知道這位王爺不久就是要被貶,內侍口氣不見多大尊重,禮數也敷衍,隻道:“奉聖人命,來盤查王府賬冊。”
那一瞬間,豫王腦中一片空白,渾身的力氣都要抽空了。
完了,皇帝真的要削了他的爵位。
見豫王一個踉蹌幾乎站不住,擔心他亂了陣腳,在宮裏人麵前露怯,王妃使了個眼色,小廝忙扶著豫王回了屋裏去,她將早備好的銀票悄送予了領頭內侍。
“不知聖人為何突然要查賬?”王妃小心問起。
內侍見到銀票,神情也和善了不少,但還是沒有明說:“不過是宮裏的一點雜事,王府規製龐大,總有些和皇苑之類的勾雜,聖人才讓奴婢來查一查賬冊。”
這顯然是托詞,王妃也知道,內侍是不會說肯定的答複了。
他們前程還不知如何呢,也不想得罪人,豫王府便讓人帶著宮裏的人去找賬房了,自己則轉身快步回了主院去。
“李持月!李持月!我又被她耍了!”
還沒進院子就聽到豫王咆哮,可知又砸了不少東西。
“好了,別讓人看了笑話。”王妃進屋抬手壓在他肩上。
豫王跟一頭狂暴的獅子似的,轉身把王妃也推開了,要衝出門去:“我要去找李持月,她怎麽敢誆騙我,我要跟她同歸於盡!”
“已是宵禁,你本就失了聖心,如今全天下都盯著,更是一步都不能出差錯,再冒著宵禁去公主府大鬧一場,你可知下場?”
找也不讓去找,難道他隻能等死了嗎?
那和淩遲有什麽區別!
豫王繃粗了脖子,又去發瘋摔砸東西,王妃見不得豫王這麽軟弱的樣子,冷瞥了一眼,轉身回了臥房去。

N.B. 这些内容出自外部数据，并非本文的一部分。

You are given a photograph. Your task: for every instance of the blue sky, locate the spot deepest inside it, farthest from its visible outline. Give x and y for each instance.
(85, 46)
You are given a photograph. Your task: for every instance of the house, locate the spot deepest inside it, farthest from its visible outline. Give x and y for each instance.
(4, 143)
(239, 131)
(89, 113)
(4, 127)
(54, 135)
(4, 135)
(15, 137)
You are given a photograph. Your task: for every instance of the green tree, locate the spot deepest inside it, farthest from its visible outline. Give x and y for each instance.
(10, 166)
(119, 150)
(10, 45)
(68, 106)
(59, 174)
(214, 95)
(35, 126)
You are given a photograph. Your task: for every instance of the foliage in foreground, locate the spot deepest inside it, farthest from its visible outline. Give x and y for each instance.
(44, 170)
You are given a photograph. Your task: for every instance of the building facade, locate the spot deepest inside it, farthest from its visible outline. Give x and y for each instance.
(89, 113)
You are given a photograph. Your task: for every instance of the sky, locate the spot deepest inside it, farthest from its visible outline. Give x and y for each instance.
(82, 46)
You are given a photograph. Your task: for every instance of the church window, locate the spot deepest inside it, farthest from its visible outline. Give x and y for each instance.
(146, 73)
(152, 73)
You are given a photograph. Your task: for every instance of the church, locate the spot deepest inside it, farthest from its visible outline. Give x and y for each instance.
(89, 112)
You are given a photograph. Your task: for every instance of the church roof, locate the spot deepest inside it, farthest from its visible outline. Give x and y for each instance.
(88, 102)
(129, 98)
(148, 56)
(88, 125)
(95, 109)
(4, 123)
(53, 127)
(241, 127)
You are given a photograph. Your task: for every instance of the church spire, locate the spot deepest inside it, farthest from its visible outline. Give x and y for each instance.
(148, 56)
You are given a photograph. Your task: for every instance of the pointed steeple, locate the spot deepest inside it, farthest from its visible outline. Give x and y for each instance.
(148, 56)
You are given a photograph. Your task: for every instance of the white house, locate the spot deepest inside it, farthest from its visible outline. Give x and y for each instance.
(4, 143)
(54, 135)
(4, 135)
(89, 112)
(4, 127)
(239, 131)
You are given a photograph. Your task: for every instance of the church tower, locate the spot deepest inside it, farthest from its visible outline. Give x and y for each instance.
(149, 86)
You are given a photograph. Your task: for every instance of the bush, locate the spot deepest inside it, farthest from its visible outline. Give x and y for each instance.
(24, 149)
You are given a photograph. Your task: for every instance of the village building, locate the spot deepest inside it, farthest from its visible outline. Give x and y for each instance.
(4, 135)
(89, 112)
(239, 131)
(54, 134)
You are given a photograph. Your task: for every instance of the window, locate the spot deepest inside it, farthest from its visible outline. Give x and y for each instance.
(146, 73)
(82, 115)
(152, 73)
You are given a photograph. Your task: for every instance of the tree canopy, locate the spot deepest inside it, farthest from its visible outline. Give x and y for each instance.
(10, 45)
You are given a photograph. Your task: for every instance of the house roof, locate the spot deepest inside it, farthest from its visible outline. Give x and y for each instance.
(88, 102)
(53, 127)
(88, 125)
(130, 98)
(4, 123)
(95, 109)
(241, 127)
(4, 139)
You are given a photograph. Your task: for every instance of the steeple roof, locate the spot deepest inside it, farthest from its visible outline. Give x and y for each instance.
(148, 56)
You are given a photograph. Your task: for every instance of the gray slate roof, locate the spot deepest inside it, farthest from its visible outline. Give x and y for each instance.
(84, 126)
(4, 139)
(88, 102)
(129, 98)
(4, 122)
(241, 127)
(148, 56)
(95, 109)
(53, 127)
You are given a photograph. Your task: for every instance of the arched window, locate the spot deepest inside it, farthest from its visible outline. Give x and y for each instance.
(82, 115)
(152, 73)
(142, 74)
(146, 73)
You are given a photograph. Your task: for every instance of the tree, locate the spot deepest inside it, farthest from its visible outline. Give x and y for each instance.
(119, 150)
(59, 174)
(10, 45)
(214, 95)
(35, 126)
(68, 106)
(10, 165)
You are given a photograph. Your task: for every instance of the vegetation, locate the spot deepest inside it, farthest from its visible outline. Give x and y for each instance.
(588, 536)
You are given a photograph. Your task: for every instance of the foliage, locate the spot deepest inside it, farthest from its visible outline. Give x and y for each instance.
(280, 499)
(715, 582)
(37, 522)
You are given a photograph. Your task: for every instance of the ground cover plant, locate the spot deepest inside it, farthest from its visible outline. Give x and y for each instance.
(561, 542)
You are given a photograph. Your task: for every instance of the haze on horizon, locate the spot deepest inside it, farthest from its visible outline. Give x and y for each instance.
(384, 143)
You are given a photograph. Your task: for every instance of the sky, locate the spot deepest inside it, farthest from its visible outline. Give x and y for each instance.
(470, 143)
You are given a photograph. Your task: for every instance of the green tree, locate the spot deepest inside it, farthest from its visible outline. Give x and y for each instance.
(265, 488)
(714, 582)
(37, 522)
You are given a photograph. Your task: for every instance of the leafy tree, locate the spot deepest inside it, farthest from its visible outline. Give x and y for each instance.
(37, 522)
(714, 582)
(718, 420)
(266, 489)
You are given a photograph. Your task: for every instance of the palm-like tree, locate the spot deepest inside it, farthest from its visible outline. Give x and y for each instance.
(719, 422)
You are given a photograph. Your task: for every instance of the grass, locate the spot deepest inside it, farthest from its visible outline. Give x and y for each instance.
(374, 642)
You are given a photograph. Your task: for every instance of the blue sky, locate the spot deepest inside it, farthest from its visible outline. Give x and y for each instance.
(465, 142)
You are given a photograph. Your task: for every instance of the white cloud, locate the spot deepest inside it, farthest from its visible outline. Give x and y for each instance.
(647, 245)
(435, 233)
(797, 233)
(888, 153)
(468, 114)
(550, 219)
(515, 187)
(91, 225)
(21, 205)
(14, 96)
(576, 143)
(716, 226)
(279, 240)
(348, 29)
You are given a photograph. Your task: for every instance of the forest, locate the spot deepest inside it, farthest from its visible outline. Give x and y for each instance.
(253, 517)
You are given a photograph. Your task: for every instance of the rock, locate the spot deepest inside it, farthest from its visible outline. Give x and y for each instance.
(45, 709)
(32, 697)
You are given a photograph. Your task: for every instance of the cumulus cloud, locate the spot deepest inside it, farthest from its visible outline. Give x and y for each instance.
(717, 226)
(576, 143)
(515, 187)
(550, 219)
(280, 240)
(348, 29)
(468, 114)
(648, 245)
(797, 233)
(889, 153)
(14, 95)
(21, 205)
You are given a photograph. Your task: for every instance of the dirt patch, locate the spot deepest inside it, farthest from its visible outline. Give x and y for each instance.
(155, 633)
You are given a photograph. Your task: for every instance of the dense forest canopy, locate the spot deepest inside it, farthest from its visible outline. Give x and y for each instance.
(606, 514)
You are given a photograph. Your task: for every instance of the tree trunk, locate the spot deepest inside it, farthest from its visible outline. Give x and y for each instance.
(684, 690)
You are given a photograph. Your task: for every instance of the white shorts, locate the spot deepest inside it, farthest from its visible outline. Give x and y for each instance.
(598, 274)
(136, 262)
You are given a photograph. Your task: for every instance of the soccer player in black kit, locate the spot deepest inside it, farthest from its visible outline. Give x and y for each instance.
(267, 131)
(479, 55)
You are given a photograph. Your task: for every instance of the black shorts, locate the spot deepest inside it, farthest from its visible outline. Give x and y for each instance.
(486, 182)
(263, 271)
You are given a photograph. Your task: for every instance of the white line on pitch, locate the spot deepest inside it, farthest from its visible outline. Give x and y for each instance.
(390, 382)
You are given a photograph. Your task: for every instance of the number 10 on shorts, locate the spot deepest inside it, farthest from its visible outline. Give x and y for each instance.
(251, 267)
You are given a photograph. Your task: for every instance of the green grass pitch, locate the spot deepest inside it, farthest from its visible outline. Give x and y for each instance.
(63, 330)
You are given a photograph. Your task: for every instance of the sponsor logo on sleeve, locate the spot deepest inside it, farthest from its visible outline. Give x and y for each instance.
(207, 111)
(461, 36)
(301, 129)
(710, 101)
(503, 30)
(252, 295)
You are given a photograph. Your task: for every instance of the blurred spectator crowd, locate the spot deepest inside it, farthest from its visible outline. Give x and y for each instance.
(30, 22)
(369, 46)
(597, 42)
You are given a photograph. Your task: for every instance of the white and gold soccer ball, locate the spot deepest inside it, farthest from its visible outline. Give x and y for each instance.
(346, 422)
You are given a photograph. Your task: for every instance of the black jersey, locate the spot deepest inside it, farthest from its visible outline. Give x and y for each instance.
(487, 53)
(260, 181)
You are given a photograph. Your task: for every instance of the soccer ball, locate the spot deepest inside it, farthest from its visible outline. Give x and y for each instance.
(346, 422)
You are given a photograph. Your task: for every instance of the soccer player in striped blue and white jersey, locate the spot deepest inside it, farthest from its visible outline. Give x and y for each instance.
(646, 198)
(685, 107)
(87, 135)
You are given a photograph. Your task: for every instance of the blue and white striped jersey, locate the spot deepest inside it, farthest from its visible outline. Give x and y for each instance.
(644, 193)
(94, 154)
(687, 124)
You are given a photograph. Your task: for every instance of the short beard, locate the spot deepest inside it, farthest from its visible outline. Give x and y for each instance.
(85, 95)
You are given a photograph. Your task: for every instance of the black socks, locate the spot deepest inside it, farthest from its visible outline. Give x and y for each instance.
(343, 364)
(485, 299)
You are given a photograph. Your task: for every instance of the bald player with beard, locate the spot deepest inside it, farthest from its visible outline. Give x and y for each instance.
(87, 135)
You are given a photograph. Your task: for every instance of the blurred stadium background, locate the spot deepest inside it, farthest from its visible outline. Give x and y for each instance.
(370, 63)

那一晚上,豫王沒有喝酒,更是連覺都睡不著,砸累了屋子就坐在外頭的石階上發呆,耳邊全是算盤珠子碰撞的聲音。
雞打鳴了,開市的鑼鼓響了,他仍舊一動不動,跟魂兒被抽掉了似的。
親王府規製宏大,憑內侍帶來的人,要清點賬冊一夜肯定是不夠的,王妃晨起,看到豫王跟長在石階上似的,也不去理會他,隻吩咐廚房給宮裏來的人備著早飯。
到了下午,又來了一隊人。
豫王妃捏緊了袖子立在院中,等候著將豫王削爵的聖旨,然而來人手中依舊沒有聖旨,反而去找了在賬房中的內侍,不知說了些什麽。

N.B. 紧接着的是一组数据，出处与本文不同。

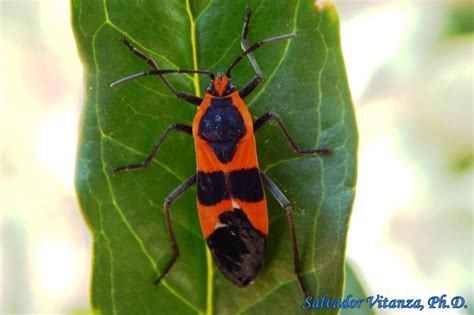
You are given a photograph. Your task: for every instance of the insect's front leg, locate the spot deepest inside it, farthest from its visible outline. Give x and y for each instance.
(296, 148)
(195, 100)
(285, 204)
(149, 158)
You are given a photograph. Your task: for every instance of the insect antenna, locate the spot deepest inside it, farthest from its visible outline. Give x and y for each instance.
(256, 46)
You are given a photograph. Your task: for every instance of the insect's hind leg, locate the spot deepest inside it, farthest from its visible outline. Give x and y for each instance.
(175, 194)
(285, 203)
(296, 148)
(151, 155)
(195, 100)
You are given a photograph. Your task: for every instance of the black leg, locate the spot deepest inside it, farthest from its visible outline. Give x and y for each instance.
(149, 158)
(168, 202)
(249, 87)
(195, 100)
(248, 51)
(283, 201)
(266, 117)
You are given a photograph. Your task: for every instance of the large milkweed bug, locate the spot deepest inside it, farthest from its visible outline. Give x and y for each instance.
(230, 196)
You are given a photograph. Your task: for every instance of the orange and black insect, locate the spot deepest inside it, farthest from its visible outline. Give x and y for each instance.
(230, 196)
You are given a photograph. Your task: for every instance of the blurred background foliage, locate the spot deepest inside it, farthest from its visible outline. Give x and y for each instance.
(410, 67)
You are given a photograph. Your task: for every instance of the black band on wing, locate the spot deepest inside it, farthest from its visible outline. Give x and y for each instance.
(211, 188)
(246, 184)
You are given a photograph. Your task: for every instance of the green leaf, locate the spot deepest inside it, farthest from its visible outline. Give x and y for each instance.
(354, 287)
(304, 82)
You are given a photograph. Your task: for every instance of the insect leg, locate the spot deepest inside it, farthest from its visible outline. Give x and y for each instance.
(283, 201)
(175, 194)
(149, 158)
(195, 100)
(266, 117)
(247, 89)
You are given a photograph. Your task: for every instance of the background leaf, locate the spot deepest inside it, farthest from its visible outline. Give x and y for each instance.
(304, 81)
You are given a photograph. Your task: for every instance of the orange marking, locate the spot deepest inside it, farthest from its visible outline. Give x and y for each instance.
(244, 157)
(219, 86)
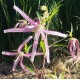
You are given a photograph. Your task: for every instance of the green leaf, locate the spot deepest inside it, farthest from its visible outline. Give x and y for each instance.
(27, 48)
(43, 46)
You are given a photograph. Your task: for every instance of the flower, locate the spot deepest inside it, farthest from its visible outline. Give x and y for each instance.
(20, 55)
(73, 46)
(39, 28)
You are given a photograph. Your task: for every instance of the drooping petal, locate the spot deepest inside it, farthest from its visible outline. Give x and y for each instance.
(73, 46)
(47, 47)
(16, 62)
(9, 53)
(25, 29)
(27, 40)
(24, 15)
(29, 54)
(22, 65)
(55, 33)
(37, 34)
(72, 53)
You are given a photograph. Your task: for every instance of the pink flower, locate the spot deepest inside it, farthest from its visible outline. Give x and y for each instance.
(39, 29)
(74, 48)
(20, 55)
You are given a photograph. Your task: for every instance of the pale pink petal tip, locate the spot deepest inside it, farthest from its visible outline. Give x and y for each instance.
(3, 52)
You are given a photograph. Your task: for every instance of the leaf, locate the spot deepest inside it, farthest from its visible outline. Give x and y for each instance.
(39, 16)
(54, 12)
(43, 46)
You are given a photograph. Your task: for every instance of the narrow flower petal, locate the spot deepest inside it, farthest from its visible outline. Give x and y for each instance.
(24, 15)
(29, 54)
(74, 48)
(47, 47)
(27, 40)
(16, 62)
(72, 53)
(9, 53)
(55, 33)
(37, 34)
(22, 65)
(25, 29)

沒多久,內侍就笑容滿麵地走過來,“王妃多擔待,奴婢也是秉聖人吩咐,如今看來,隻是尋常查查賬罷了,如今賬也查完了,確實並無缺漏,奴婢們這就回宮裏給聖人複命去了。”
繼而又說了幾句請王妃王爺多擔待的話,就要回宮去了。
王妃也緊張了一天一夜,此刻知道無事發生,也長舒了一口氣,強抑著眼前一陣陣發黑,等送走了宮人,她才去找豫王。
豫王聽到小廝傳話時,還沒有反應過來,怔愣了好久。
自己這是……沒事了?
看來李持月沒有違背承諾。
豫王有一種天光乍現的感覺,此前種種跡象都告訴他,他豫王府要一落千丈了,如今有驚無險,他反倒沒有什麽念頭都沒有了。

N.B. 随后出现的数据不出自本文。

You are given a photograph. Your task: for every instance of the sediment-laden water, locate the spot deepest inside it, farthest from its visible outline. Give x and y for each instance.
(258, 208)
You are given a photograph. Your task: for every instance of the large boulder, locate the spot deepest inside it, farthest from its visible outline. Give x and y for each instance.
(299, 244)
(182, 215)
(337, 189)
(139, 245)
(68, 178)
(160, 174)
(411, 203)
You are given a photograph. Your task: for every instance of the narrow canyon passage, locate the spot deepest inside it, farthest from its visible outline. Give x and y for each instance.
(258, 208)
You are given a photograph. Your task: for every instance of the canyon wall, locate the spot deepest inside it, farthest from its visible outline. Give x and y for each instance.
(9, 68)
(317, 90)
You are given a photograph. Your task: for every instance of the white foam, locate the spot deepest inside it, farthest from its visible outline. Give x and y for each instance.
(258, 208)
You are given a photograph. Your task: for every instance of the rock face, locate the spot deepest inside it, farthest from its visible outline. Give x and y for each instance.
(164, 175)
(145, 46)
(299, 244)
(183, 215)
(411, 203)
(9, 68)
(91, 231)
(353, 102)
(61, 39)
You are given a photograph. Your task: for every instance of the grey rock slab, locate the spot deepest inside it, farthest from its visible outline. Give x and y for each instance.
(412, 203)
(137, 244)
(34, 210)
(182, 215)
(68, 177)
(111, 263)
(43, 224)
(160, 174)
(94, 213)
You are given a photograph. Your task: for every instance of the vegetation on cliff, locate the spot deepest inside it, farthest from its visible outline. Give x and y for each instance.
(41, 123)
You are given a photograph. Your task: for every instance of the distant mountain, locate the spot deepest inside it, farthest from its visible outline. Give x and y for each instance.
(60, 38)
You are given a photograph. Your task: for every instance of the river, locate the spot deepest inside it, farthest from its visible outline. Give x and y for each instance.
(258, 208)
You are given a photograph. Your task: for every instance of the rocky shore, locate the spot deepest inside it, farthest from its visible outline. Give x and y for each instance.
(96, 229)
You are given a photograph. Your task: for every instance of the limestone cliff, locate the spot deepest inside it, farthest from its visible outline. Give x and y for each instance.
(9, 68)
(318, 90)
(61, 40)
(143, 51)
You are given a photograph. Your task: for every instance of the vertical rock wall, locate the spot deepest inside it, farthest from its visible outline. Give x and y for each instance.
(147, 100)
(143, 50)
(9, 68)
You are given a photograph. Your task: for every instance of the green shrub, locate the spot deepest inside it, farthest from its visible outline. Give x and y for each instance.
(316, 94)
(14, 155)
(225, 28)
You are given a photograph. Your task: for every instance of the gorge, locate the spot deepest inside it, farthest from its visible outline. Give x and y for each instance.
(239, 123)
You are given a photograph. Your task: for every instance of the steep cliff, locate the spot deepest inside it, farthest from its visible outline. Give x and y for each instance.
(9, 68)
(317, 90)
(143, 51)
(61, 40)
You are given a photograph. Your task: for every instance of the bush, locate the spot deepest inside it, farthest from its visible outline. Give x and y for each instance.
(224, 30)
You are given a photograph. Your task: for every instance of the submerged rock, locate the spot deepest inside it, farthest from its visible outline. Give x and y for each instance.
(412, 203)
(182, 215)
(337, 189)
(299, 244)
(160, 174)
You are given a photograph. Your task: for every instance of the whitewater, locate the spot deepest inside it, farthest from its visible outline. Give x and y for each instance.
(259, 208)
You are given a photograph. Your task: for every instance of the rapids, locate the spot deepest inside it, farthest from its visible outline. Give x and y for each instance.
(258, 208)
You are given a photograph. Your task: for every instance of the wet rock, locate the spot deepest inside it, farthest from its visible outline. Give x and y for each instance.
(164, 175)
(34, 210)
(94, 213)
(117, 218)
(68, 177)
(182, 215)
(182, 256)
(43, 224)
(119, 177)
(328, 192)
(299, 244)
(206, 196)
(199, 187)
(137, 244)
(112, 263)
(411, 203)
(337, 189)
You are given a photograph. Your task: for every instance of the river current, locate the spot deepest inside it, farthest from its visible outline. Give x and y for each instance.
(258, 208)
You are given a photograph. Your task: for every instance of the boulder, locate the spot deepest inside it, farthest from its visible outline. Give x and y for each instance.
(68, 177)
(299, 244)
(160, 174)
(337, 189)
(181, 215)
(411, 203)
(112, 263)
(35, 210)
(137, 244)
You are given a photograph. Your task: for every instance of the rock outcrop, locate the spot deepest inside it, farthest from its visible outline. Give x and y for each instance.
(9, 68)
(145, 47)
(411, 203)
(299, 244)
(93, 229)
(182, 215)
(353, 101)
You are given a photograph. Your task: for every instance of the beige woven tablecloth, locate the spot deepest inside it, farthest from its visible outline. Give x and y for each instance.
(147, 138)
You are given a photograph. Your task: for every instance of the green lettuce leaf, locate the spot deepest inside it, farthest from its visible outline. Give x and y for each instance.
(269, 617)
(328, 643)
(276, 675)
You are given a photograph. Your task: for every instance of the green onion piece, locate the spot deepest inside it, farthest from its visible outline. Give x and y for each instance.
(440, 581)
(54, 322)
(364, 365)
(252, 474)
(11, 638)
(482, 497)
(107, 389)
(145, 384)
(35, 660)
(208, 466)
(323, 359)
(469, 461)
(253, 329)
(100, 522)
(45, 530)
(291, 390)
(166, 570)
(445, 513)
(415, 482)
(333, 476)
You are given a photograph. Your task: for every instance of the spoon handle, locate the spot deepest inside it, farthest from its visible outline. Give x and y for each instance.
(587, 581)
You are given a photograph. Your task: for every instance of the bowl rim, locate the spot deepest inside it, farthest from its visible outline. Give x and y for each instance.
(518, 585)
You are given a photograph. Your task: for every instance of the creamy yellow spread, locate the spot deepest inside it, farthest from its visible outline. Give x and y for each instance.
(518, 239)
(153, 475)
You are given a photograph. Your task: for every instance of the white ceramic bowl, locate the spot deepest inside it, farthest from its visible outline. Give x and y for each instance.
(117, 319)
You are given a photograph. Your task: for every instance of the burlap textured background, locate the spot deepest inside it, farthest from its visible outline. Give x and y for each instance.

吐出一口濁氣,豫王由小廝攙扶著,顫顫巍巍地從石階上站起來,一句話也沒說,轉身就進了屋子。
王妃瞟了他的背影一眼,吩咐道:“王爺要睡了,去弄點熱水給他擦身。”
—
今日早些時候的皇宮裏。
皇帝皺眉看向殿中監手中的卷軸,“從七縣送過來的?太子不是在山南道嗎?”
“回陛下,快馬將奏報帶回來的人說,太子在聽聞七縣出現洪災後,第一時間就帶著親信趕過去了,並未在山南道。”
那阻撓禦史進京的人又是誰?
“拿上來吧。”
卷軸在皇帝手中展開。
奏報中,李牧瀾先是為自己先斬後奏去了七縣之事請罪,直言山南道的鹽稅賬冊剛查完,就收到了洪災的消息,心知國庫無銀,便帶著剛收上的稅銀前往賑災去了。
不但沿路低價買了糧食運過去,甚至已經派人快馬往江南去買了種子,隻等洪退去,帶災民搶種晚稻,修築屋舍,幫助七縣順利渡過天災。
皇帝看著奏報,陰沉的麵色逐漸緩和下來。
太子在奏報中雖未清楚言及,但殿中監上來耳語的幾句,他就知道了,自己的銀子是保住了。
而太子調到七縣賑災的銀兩,是原本東宮要貪的那份,這說出來也沒什麽,本來就是父子二人合夥撈錢,兒子那份銀子如何,皇帝才不想管。
如此,也就無須去逮豫王了。
不過所謂的先斬後奏,賑濟災民,皇帝如何不知道,這是太子暗地裏在向他將功贖過。
明麵上的說法,則是收上來的鹽稅本就是要運往京城的,隻不過災情緊急,才會直接送到七縣去,是以山南道的賬冊才會有一些對不上。
而且太子另起了臨時的賬冊,記錄收納稅銀,其中文書暫時缺漏,算是小罪過,幽魏行簡手下的幾個人擔了罪責。
而禦史所謂的查出貓膩,也是因這暫時為補齊的文書發生了誤會,至於被追殺一事,則被太子推說成了
一樁貪汙大案,就這麽大事化小,小事化了了。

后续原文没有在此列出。